A tragédia que envolveu Alice e Rodrigo não só destaca a fragilidade da vida, mas também levanta preocupações sobre a segurança nas estradas brasileiras. Os profissionais da imprensa frequentemente se expõem a situações perigosas em sua busca incansável por informações e notícias, dedicando suas vidas para informar a sociedade. O acidente em questão reflete a necessidade urgente de investigações robustas sobre a segurança no tráfego e a proteção dos trabalhadores da comunicação.

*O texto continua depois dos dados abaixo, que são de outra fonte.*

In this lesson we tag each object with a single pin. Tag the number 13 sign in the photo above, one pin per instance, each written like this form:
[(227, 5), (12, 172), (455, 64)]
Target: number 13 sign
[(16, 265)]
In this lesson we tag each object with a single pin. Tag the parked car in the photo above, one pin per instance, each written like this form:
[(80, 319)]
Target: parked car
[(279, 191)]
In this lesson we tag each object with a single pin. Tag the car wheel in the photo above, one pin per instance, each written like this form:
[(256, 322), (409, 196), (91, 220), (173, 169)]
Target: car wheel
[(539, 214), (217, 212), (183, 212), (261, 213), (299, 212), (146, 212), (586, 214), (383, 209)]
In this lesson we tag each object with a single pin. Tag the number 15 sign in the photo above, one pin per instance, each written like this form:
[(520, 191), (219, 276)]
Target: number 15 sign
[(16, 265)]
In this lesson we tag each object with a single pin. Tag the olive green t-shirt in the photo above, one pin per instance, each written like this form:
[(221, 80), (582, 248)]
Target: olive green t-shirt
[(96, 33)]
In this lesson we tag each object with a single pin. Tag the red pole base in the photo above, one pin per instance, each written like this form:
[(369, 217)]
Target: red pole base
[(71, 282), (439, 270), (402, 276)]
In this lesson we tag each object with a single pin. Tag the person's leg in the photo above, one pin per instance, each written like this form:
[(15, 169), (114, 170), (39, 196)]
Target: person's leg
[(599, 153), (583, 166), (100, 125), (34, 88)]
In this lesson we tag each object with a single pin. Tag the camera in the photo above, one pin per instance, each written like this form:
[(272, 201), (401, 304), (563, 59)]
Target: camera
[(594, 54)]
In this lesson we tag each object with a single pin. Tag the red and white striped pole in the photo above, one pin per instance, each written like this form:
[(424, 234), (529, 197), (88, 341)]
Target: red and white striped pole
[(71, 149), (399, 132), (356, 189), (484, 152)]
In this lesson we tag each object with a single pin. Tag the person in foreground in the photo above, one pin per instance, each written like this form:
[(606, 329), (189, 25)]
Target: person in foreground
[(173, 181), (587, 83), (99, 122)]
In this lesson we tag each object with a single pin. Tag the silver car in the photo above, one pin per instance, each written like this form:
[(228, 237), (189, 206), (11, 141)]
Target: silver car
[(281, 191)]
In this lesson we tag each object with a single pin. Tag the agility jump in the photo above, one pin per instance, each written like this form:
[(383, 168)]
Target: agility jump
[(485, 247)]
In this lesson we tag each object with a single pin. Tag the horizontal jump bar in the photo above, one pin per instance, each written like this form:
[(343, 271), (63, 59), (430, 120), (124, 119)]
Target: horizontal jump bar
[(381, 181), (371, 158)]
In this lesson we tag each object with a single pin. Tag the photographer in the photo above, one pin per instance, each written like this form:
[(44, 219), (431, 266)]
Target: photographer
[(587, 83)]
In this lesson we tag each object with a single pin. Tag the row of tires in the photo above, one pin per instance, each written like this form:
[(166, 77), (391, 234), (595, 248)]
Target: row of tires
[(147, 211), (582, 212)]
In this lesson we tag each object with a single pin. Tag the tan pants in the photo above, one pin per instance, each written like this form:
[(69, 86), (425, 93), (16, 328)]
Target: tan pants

Alice Ribeiro era bem conhecida por seu trabalho na Band Minas, onde conquistou respeito e admiração por sua paixão e dedicação. Sua morte precoce não só deixa um vazio imenso na vida de seus entes queridos, mas também na equipe da emissora, que lamenta a perda de uma colega talentosa e amada.
A repercussão nas redes sociais é um indicativo do impacto que Alice teve na vida das pessoas com quem interagiu, tanto profissionalmente quanto pessoalmente. As homenagens em sua memória continuam a se espalhar, revelando a grande rede de afeto e reconhecimento que a repórter construiu ao longo de sua carreira.
Neste momento de tristeza, é imprescindível lembrar da importância do apoio emocional às famílias afetadas e a necessidade de reflexão sobre os riscos enfrentados pelos profissionais da mídia. Alice Ribeiro e Rodrigo Lapa serão lembrados não apenas por suas contribuições, mas também como símbolos de coragem em um campo muitas vezes arriscado.